All the enzymes, hormones, minerals, proteins and lots of other factors in the human body are regulated by a complex loop-feedback mechanism (this is why so little of the brain is concerned with conscious thought – regulation of the body needs a lot of brain power). They are finely tuned on a moment-by-moment basis to do their respective jobs; too little or too much either way and you may find you are suffering a horrible disease or have even dropped dead on the spot. Increasing or blocking the actions of these substances with synthetic molecules that override this fine-tuning is a recipe for disaster. Notable molecule-meddling tragedies include Vioxx, thalidomide and several diabetes drugs. When scientists find a substance in the body with a ‘good’ action they want to increase it because they figure more is better. The converse is also true. But the fact is they haven’t fully explored what other actions the substance has. Vioxx caused an increase in heart attacks is because it blocked COX-2, an enzyme involved with inflammation. They decided COX-2 was bad so it had to be stopped at all costs.
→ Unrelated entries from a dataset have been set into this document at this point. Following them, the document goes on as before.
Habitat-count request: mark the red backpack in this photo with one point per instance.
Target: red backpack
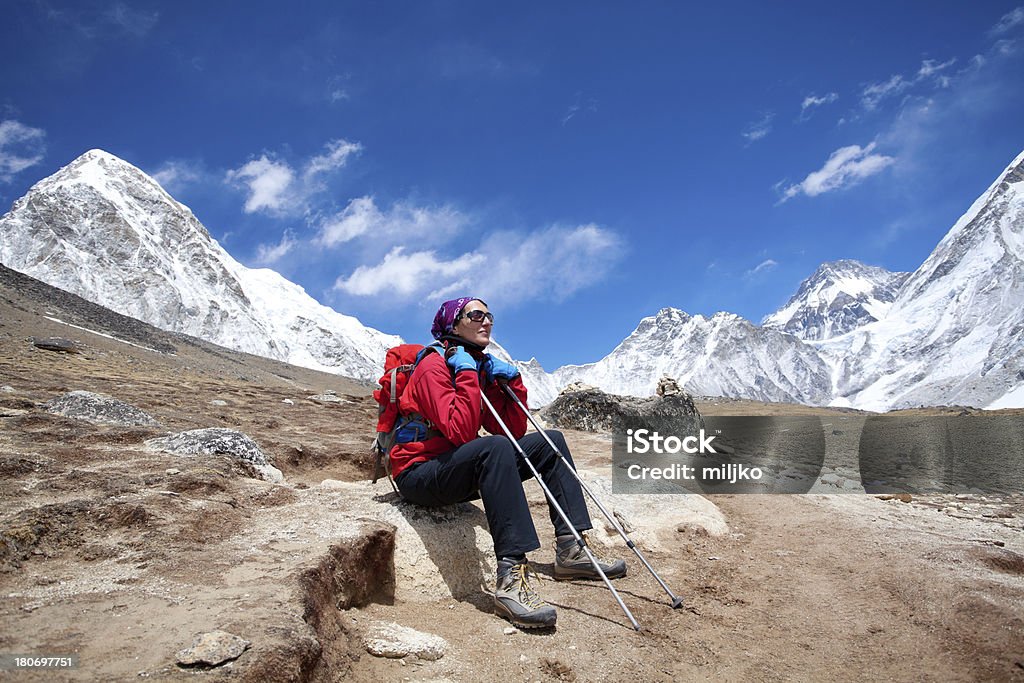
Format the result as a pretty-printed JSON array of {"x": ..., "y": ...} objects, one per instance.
[{"x": 398, "y": 366}]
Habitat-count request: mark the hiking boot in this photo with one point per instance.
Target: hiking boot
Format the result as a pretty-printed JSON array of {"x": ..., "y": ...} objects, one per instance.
[
  {"x": 571, "y": 561},
  {"x": 517, "y": 601}
]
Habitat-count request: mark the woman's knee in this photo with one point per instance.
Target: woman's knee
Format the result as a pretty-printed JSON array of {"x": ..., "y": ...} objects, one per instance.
[
  {"x": 499, "y": 450},
  {"x": 559, "y": 440}
]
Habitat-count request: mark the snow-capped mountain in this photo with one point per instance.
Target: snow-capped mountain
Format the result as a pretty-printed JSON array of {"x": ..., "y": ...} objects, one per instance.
[
  {"x": 954, "y": 333},
  {"x": 103, "y": 229},
  {"x": 721, "y": 355},
  {"x": 950, "y": 333},
  {"x": 840, "y": 297}
]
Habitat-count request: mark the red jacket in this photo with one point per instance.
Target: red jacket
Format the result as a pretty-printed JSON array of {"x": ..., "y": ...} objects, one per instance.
[{"x": 454, "y": 409}]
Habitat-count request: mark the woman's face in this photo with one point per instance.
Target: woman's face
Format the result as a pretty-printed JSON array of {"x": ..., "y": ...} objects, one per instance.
[{"x": 477, "y": 333}]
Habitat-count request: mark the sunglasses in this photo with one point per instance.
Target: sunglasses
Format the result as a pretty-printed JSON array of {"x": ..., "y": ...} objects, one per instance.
[{"x": 478, "y": 315}]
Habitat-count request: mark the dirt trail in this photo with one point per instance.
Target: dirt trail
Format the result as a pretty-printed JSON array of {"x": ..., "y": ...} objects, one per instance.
[{"x": 807, "y": 588}]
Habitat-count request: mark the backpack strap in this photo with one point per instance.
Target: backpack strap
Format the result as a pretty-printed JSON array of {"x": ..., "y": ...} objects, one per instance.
[{"x": 408, "y": 428}]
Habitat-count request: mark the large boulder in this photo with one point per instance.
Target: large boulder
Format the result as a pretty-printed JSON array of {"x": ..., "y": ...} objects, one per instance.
[
  {"x": 217, "y": 440},
  {"x": 589, "y": 409},
  {"x": 449, "y": 552},
  {"x": 99, "y": 410}
]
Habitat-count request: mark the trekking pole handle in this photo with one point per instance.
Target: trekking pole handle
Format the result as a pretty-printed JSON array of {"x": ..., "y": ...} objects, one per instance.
[{"x": 677, "y": 601}]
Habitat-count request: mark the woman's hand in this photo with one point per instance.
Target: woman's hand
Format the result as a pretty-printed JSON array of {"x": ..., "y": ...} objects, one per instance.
[
  {"x": 498, "y": 370},
  {"x": 460, "y": 359}
]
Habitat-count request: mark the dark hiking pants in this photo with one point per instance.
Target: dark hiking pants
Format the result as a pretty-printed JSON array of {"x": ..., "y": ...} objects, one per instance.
[{"x": 491, "y": 468}]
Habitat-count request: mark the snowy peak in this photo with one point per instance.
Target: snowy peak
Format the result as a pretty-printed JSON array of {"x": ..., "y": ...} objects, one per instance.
[
  {"x": 103, "y": 229},
  {"x": 986, "y": 239},
  {"x": 840, "y": 297}
]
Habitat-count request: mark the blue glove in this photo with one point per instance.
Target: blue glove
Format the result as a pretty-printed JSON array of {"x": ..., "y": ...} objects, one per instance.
[
  {"x": 460, "y": 359},
  {"x": 498, "y": 370}
]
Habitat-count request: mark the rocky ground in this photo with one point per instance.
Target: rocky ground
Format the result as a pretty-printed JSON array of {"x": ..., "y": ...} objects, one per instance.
[{"x": 122, "y": 555}]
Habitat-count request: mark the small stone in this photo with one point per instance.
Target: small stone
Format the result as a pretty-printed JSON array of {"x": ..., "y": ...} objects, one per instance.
[
  {"x": 98, "y": 410},
  {"x": 213, "y": 648},
  {"x": 387, "y": 639}
]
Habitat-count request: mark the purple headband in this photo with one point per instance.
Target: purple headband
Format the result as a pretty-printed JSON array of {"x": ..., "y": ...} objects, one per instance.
[{"x": 444, "y": 319}]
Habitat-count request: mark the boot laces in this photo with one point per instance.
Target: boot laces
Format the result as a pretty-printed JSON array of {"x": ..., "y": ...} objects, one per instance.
[
  {"x": 527, "y": 596},
  {"x": 577, "y": 552}
]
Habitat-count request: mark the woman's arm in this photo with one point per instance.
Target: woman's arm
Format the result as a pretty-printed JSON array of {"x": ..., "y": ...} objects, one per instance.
[
  {"x": 514, "y": 418},
  {"x": 454, "y": 408}
]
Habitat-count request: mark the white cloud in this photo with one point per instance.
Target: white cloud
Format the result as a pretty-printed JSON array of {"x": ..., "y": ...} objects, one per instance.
[
  {"x": 406, "y": 274},
  {"x": 550, "y": 264},
  {"x": 763, "y": 266},
  {"x": 267, "y": 181},
  {"x": 876, "y": 92},
  {"x": 759, "y": 129},
  {"x": 269, "y": 254},
  {"x": 337, "y": 155},
  {"x": 1009, "y": 20},
  {"x": 136, "y": 22},
  {"x": 274, "y": 186},
  {"x": 507, "y": 267},
  {"x": 174, "y": 175},
  {"x": 814, "y": 100},
  {"x": 400, "y": 222},
  {"x": 844, "y": 168},
  {"x": 930, "y": 68},
  {"x": 20, "y": 147}
]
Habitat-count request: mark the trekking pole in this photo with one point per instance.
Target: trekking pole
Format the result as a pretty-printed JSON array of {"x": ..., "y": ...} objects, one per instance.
[
  {"x": 561, "y": 513},
  {"x": 677, "y": 602}
]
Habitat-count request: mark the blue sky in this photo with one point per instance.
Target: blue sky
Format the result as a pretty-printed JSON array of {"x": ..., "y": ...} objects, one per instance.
[{"x": 577, "y": 165}]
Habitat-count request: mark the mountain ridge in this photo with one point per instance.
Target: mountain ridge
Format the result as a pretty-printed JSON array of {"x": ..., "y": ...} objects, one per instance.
[{"x": 853, "y": 335}]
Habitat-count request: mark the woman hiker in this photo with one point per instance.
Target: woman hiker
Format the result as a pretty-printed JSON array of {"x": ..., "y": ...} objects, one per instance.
[{"x": 453, "y": 464}]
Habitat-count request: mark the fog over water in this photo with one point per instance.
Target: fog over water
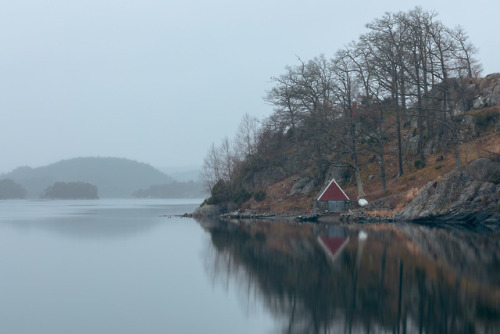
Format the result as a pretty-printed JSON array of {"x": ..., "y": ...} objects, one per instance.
[{"x": 159, "y": 81}]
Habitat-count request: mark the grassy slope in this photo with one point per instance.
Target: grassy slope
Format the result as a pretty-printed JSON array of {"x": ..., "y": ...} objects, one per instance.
[{"x": 401, "y": 190}]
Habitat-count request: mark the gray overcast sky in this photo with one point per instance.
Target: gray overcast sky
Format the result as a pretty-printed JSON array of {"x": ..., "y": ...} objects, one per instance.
[{"x": 159, "y": 81}]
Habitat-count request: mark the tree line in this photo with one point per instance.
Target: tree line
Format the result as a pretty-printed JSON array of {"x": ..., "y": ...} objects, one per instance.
[{"x": 407, "y": 70}]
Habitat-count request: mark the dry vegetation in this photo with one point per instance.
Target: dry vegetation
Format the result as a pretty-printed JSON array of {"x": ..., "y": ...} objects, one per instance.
[{"x": 401, "y": 190}]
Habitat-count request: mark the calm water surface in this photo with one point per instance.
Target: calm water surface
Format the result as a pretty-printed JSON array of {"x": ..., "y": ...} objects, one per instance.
[{"x": 133, "y": 266}]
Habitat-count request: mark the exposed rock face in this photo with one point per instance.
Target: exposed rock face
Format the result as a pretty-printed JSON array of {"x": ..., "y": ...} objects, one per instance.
[
  {"x": 466, "y": 193},
  {"x": 489, "y": 91}
]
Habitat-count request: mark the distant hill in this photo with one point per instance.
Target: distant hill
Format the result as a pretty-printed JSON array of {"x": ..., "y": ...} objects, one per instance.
[
  {"x": 11, "y": 190},
  {"x": 114, "y": 177},
  {"x": 71, "y": 190},
  {"x": 173, "y": 190}
]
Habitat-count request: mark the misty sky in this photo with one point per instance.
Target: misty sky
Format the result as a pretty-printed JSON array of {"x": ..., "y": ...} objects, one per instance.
[{"x": 159, "y": 81}]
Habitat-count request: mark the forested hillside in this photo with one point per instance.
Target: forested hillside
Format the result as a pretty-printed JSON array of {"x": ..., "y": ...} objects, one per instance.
[
  {"x": 402, "y": 104},
  {"x": 114, "y": 177}
]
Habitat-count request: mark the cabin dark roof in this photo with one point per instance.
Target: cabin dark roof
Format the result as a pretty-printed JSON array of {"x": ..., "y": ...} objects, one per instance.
[{"x": 333, "y": 192}]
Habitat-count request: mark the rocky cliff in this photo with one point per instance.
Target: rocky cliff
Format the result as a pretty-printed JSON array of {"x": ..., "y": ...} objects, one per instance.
[{"x": 469, "y": 193}]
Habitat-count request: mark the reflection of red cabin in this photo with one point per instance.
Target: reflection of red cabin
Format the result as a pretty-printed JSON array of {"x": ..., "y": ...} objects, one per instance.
[
  {"x": 335, "y": 197},
  {"x": 334, "y": 242}
]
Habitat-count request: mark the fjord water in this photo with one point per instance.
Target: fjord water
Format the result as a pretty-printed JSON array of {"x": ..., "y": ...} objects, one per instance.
[
  {"x": 134, "y": 266},
  {"x": 112, "y": 266}
]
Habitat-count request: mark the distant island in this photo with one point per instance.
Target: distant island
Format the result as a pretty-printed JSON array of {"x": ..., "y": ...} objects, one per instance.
[
  {"x": 71, "y": 190},
  {"x": 173, "y": 190},
  {"x": 11, "y": 190},
  {"x": 112, "y": 177}
]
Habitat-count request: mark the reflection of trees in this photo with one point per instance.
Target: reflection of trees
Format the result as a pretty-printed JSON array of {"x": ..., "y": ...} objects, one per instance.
[{"x": 396, "y": 288}]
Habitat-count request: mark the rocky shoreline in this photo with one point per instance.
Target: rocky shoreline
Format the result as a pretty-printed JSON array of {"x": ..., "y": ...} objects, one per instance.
[{"x": 468, "y": 197}]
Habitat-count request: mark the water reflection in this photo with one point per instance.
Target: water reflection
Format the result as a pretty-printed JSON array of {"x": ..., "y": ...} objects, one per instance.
[
  {"x": 400, "y": 279},
  {"x": 89, "y": 219}
]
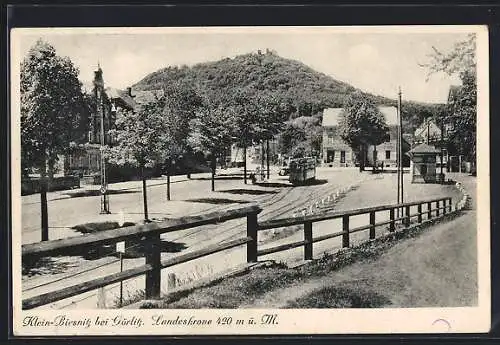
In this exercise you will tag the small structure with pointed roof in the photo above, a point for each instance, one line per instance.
(423, 163)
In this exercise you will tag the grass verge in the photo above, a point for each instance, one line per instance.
(243, 290)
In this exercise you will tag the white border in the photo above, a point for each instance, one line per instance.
(303, 321)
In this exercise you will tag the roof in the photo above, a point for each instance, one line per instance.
(424, 148)
(452, 93)
(331, 116)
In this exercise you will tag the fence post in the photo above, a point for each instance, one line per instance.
(372, 227)
(252, 233)
(407, 216)
(153, 258)
(392, 226)
(308, 240)
(345, 229)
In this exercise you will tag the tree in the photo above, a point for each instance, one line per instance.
(362, 124)
(180, 102)
(139, 137)
(461, 113)
(272, 114)
(51, 108)
(213, 131)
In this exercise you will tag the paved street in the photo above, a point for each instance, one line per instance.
(64, 213)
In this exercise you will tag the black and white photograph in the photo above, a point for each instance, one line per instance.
(250, 180)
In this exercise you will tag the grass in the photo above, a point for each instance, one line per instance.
(340, 297)
(245, 290)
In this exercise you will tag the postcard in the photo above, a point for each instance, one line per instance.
(250, 180)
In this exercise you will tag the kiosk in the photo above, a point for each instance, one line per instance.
(423, 164)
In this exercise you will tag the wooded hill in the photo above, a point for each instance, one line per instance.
(306, 90)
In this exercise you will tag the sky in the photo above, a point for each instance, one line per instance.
(377, 61)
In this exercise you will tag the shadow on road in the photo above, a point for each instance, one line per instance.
(249, 191)
(218, 201)
(40, 266)
(288, 184)
(57, 264)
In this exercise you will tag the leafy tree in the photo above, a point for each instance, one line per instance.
(180, 103)
(213, 131)
(301, 137)
(140, 137)
(461, 114)
(52, 106)
(362, 124)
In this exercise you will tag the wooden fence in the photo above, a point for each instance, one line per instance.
(150, 234)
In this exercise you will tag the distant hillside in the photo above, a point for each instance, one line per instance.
(306, 89)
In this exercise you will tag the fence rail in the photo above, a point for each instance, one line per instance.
(150, 234)
(442, 206)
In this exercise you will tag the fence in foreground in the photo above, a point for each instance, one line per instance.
(150, 234)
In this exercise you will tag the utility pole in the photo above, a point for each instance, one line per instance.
(100, 108)
(267, 157)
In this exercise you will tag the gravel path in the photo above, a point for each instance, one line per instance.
(436, 269)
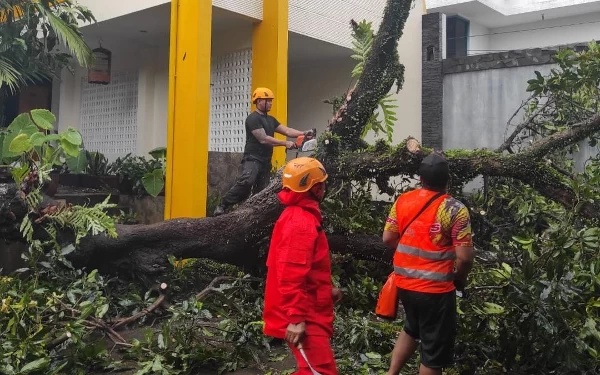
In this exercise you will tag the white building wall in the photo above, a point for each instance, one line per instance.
(151, 67)
(107, 9)
(547, 33)
(309, 84)
(329, 20)
(479, 39)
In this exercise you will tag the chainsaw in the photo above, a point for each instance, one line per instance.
(306, 143)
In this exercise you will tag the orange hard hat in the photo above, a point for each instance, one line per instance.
(301, 174)
(262, 93)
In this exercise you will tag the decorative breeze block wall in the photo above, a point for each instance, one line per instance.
(231, 78)
(108, 120)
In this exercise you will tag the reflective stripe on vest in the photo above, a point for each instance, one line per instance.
(426, 275)
(430, 255)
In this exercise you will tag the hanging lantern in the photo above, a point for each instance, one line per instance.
(100, 72)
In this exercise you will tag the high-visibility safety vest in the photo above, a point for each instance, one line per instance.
(419, 264)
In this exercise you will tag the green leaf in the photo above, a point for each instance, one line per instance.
(79, 163)
(67, 249)
(158, 153)
(43, 118)
(20, 144)
(52, 137)
(492, 308)
(102, 311)
(36, 365)
(70, 148)
(72, 136)
(19, 173)
(154, 182)
(37, 139)
(20, 122)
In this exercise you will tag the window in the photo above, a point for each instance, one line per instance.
(457, 36)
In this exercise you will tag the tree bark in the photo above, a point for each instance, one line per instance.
(381, 70)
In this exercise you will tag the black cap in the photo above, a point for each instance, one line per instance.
(434, 170)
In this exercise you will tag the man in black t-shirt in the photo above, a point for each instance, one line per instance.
(256, 162)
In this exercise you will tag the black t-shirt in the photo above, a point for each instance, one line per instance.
(253, 148)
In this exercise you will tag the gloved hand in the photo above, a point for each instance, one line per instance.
(309, 134)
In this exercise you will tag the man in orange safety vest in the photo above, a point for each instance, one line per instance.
(433, 257)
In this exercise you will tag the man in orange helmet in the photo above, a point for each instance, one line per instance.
(260, 140)
(431, 232)
(299, 294)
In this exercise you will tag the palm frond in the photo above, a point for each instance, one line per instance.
(71, 38)
(9, 74)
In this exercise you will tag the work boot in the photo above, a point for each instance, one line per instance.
(219, 210)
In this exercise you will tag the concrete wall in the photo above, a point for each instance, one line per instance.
(309, 84)
(479, 39)
(152, 65)
(409, 98)
(546, 33)
(478, 105)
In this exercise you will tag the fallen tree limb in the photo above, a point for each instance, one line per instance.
(381, 70)
(156, 304)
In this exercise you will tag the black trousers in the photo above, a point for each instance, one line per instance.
(431, 318)
(253, 177)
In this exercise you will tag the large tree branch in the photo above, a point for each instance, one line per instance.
(527, 166)
(382, 69)
(573, 134)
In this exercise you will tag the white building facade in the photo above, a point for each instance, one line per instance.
(486, 26)
(130, 114)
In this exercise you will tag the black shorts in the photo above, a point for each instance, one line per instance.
(431, 318)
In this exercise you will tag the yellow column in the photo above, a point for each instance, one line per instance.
(189, 109)
(270, 60)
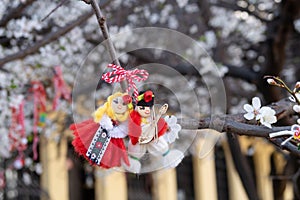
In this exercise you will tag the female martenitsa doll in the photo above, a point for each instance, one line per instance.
(100, 140)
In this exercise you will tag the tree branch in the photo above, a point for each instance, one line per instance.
(104, 29)
(237, 124)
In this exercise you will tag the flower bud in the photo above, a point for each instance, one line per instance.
(271, 81)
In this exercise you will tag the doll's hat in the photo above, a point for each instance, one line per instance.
(145, 98)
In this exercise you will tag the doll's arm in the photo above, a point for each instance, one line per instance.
(106, 123)
(119, 131)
What they hadn’t bothered to discover was that COX-2 protected the heart.
Meddling with glucose and fat metabolism can increase the risk of all sorts of nasty diseases - SIRT3 levels are much higher in breast cancer [4]. One review entitled Sirtuins: critical regulators at the crossroads between cancer and aging [5] admitted “By participating in the stress response to genomic insults, sirtuins are thought to protect against cancer, but they are also emerging as direct participants in the growth of some cancers.” Tinkering with your sirtuins sounds like a game of Russian roulette.

Here’s a whacky idea – instead of traipsing down the rabbit food road, or spending the kids’ college funds on an expensive, potentially toxic pill, a cheaper, safer option (well, free actually, unless you want to pay me for this advice) – is to eat…less…carbohydrate – especially sugar.


1. Shi, T., et al., SIRT3, a mitochondrial sirtuin deacetylase, regulates mitochondrial function and thermogenesis in brown adipocytes. J Biol Chem, 2005. 280(14): p. 13560-7.
2. Ahuja, N., et al., Regulation of insulin secretion by SIRT4, a mitochondrial ADP-ribosyltransferase. J Biol Chem, 2007.
3. Haigis, M.C., et al., SIRT4 inhibits glutamate dehydrogenase and opposes the effects of calorie restriction in pancreatic beta cells. Cell, 2006. 126(5): p. 941-54.
4. Ashraf, N., et al., Altered sirtuin expression is associated with node-positive breast cancer. Br J Cancer, 2006. 95(8): p. 1056-61.
5. Saunders, L.R. and E. Verdin, Sirtuins: critical regulators at the crossroads between cancer and aging. Oncogene, 2007. 26(37): p. 5489-504.